One of the most expensive houses in Washington D.C., if you’re counting by the biggest sale in the last year, is at 2850 Woodland Drive, about ten minutes northwest of the city. It went for $13 million and looks like an American version of a French country home — Disneyland Versailles. It has seven bedrooms and ten bathrooms, two marble terraces, statue fountains, an outdoor pool, a 12-seat cinema, an acre of bucolic gardens, staff quarters, dressing rooms with enough wardrobe space to kit out an army, and ceilings that go all the way up into the stratosphere.
It’s also close to Embassy Row: if the new owner of the Woodland Drive mansion stepped out onto one of their terraces and yelled at the top of their voice, the staffers inside the nearby British, Italian, and Bolivian embassies might be able to hear them. Who the owner was remained a mystery as they had gone to great lengths to buy the house from a former Trump official through a front company. But then last month, Washington insiders named Peter Thiel, the secretive German-born billionaire and Silicon Valley tycoon, as the proud new owner of a D.C. outpost.

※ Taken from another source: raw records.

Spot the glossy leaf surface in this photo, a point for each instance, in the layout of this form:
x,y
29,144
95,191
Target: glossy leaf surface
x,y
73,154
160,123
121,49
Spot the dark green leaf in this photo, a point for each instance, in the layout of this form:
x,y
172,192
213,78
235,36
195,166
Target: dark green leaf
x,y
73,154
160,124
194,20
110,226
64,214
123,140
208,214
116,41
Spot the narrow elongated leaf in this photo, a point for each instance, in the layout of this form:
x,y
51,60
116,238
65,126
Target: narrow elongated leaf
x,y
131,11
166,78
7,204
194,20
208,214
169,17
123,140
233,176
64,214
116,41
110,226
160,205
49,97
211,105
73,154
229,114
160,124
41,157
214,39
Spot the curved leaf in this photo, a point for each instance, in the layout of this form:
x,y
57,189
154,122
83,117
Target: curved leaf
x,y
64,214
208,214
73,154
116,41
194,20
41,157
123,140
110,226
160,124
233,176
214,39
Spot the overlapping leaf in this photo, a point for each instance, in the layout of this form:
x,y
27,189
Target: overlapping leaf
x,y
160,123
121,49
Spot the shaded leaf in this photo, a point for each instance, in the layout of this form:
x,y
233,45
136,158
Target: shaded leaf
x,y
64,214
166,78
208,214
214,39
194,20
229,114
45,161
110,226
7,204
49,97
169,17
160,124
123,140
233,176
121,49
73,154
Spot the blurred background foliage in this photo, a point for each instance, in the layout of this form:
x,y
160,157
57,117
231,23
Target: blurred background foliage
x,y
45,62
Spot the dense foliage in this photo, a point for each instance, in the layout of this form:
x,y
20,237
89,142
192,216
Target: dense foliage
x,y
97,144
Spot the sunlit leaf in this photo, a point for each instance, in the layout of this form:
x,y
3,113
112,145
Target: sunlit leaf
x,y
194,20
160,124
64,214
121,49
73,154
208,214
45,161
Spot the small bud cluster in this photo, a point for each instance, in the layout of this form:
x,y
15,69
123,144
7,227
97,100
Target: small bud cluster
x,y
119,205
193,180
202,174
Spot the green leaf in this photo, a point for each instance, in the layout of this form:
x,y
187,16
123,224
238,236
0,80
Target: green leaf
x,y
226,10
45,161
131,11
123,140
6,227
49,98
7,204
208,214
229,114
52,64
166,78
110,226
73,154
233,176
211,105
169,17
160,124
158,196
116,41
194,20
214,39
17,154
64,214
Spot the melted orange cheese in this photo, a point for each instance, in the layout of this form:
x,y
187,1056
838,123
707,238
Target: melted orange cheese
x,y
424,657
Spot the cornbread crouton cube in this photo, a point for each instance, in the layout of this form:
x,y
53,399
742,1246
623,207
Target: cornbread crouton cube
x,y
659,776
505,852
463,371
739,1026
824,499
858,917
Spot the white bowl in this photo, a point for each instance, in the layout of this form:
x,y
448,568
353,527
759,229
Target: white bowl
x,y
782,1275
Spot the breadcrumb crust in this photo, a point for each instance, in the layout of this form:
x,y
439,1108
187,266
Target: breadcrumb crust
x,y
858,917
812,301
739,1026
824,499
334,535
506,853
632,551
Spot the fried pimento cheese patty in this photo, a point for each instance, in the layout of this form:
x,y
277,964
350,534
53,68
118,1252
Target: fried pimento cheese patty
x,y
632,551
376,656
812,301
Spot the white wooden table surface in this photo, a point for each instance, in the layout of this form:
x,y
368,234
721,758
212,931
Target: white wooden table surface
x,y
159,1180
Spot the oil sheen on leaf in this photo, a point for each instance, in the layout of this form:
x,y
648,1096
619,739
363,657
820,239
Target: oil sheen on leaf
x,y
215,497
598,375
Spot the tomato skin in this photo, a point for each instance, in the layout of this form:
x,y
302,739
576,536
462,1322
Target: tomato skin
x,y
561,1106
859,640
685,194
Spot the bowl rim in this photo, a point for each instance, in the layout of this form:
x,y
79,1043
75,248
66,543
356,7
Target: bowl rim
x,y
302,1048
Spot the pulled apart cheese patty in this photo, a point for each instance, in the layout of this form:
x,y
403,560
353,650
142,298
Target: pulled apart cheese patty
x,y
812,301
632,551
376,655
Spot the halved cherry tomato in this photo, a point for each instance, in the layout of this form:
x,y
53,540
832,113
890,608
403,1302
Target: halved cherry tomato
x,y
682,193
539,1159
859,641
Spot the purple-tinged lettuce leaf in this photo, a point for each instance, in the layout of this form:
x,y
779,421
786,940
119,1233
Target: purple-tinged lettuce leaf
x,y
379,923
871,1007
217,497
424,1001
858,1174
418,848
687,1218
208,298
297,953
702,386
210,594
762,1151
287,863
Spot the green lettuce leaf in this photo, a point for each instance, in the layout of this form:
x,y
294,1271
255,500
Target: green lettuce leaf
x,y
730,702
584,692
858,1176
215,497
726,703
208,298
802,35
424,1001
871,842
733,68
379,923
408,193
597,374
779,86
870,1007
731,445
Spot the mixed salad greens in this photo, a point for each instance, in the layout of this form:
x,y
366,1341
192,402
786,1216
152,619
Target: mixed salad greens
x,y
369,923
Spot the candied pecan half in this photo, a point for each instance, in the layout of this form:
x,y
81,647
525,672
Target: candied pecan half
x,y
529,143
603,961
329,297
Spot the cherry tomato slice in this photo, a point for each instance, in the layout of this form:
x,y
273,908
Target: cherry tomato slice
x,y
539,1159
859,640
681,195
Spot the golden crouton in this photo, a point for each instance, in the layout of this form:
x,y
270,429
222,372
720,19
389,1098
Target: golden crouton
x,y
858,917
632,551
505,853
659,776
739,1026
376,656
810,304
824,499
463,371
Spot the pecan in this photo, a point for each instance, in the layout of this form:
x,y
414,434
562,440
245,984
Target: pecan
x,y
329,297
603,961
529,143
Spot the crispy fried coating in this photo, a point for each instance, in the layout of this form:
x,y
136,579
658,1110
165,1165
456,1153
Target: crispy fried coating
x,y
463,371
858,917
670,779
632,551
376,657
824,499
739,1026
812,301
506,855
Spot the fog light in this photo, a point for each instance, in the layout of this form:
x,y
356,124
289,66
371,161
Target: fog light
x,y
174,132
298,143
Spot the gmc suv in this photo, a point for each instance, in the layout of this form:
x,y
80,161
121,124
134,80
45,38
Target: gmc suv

This is a tidy addition to his property portfolio. Thiel already owns pads in Manhattan and Los Angeles, as well as two adjacent waterfront mansions in Miami Beach ($18 million), another on the Hawaiian island of Maui ($27 million), and is constructing an apocalypse-proof 477-acre estate designed by the architect of Tokyo’s Olympic stadium in New Zealand ($13.5 million).